La cruz era la condición de la gloria. El Salvador resucitado habló de una necesidad moral basada en la verdad de que todo cuanto le había sucedido a Él había sido profetizado. Lo que a ellos se les antojaba una ofensa, un escándalo, una derrota, un sucumbir a lo que parecía inevitable, era en realidad un momento de tinieblas que había sido previsto, planeado y profetizado. Aunque a los discípulos les parecía la cruz incompatible con la gloria, para Jesús era la cruz el sendero que conducía precisamente a la gloria. Y si ellos hubieran sabido lo que las Escrituras habían dicho acerca del Mesías, a buen seguro habrían creído en la cruz.

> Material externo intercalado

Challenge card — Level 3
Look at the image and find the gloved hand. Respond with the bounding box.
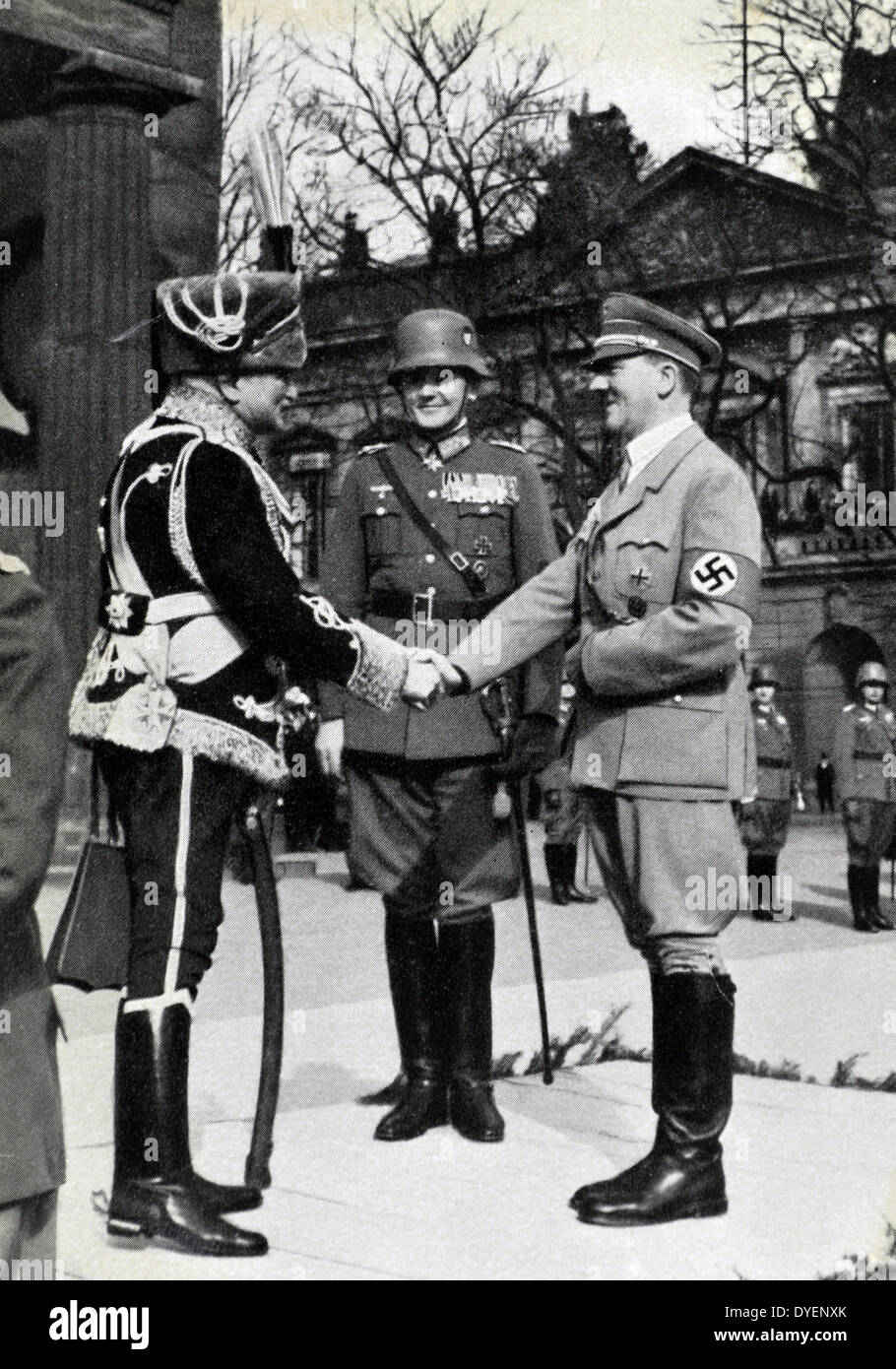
[500,713,559,779]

Y comenzando desde Moisés y todos los profetas les iba interpretando en todas las Escrituras las cosas referentes a Él mismo. Lc 24, 27
Les fue mostrando todos los tipos y rituales y todos los ceremoniales que se habían cumplido en Él. Citando a Isaías, les mostró el modo cómo había muerto y cómo había sido crucificado, así como las palabras que había proferido desde la cruz; citando a Daniel, cómo había de ser la montaña que llenaría la tierra; citando el Génesis, cómo la simiente de una mujer aplastaría la serpiente del mal en los corazones humanos; citando a Moisés, cómo Él sería la serpiente de bronce que sería levantada en alto para curar del pecado a los hombres, y cómo su costado sería traspasado y llegaría a ser la roca de la que brotaran las aguas de la regeneración; citando a Isaías, cómo Él mismo sería Emmanuel, o «Dios con nosotros»; citando a Miqueas, cómo había de nacer en Belén; y citando igualmente muchas otras escrituras les fue dando la clave del misterio de la vida de Dios entre los hombres y del propósito de su venida a este mundo.

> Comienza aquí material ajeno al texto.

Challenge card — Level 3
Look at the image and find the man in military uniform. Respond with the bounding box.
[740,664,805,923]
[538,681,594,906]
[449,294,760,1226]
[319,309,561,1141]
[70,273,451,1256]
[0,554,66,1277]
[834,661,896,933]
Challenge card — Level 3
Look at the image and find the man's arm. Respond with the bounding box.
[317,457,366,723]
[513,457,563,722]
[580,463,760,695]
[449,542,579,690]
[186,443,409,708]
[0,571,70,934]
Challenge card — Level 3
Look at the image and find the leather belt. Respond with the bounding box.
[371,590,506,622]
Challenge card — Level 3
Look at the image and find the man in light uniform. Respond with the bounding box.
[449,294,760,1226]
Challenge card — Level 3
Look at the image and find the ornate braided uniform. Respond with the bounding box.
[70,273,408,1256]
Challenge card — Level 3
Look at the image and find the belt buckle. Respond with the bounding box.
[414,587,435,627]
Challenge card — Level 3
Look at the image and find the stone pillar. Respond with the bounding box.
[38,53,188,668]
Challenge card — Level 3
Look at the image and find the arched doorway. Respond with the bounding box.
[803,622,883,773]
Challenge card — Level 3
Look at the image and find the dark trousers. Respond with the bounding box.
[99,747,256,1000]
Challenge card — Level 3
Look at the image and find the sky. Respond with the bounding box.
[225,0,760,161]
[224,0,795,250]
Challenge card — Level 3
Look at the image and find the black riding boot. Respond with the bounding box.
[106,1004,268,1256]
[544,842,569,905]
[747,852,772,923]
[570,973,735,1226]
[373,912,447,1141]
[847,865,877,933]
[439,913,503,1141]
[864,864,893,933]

Por fin llegaron a Emaús. Jesús hizo como si tuviera intención de proseguir su viaje, pero los dos discípulos le rogaron que se quedara con ellos. Los que durante el día tienen buenos pensamientos acerca de Dios no los abandonan tan fácilmente al caer la noche. Habían aprendido mucho, pero reconocían que no lo habían aprendido todo. Todavía no habían reconocido en aquel hombre al Maestro, pero parecía irradiar tal claridad, que prometía guiarlos hacia una revelación más completa y disipar las tinieblas de sus mentes. Aceptó la invitación que ellos le hacían de que se quedase como huésped en su casa, pero al punto obró como si Él fuera el dueño:
Aconteció que, estando sentado a comer con ellos, tomó el pan y lo bendijo; y partiéndolo, se lo dio. Con esto fueron abiertos los ojos de ellos, y le conocieron; y Él se hizo invisible a ellos. Lc 24, 30 s
Este acto de tomar el pan, partirlo y dárselo a ellos no era un acto corriente de cortesía, puesto que se parecía demasiado a la última cena, en la cual invitó a sus apóstoles a que repitieran la conmemoración de su muerte, cuando Él partió el pan, que era su cuerpo, y se lo dio. Inmediatamente después de recibir el pan sacramental que Jesús acababa de partir, a los discípulos se les abrieron los ojos del alma. De la misma manera que a Adán y Eva se les abrieron los suyos para ver su vergüenza después de haber comido el fruto prohibido del conocimiento del bien y del mal, ahora los ojos de los discípulos eran abiertos para que pudieran discernir el cuerpo de Cristo. Esta escena forma paralelismo con la última cena: en ambas hubo acción de gracias, en ambas Jesús levantó los ojos al cielo, en ambas hubo la fracción del pan, y en ambas el dar el pan a los discípulos. Al darle el pan fue infundido a los dos discípulos un conocimiento que les ofrecía una claridad mayor que todas las instrucciones verbales. La fracción del pan les había introducido dentro de la experiencia del Cristo glorificado. Entonces Él desapareció de su vista.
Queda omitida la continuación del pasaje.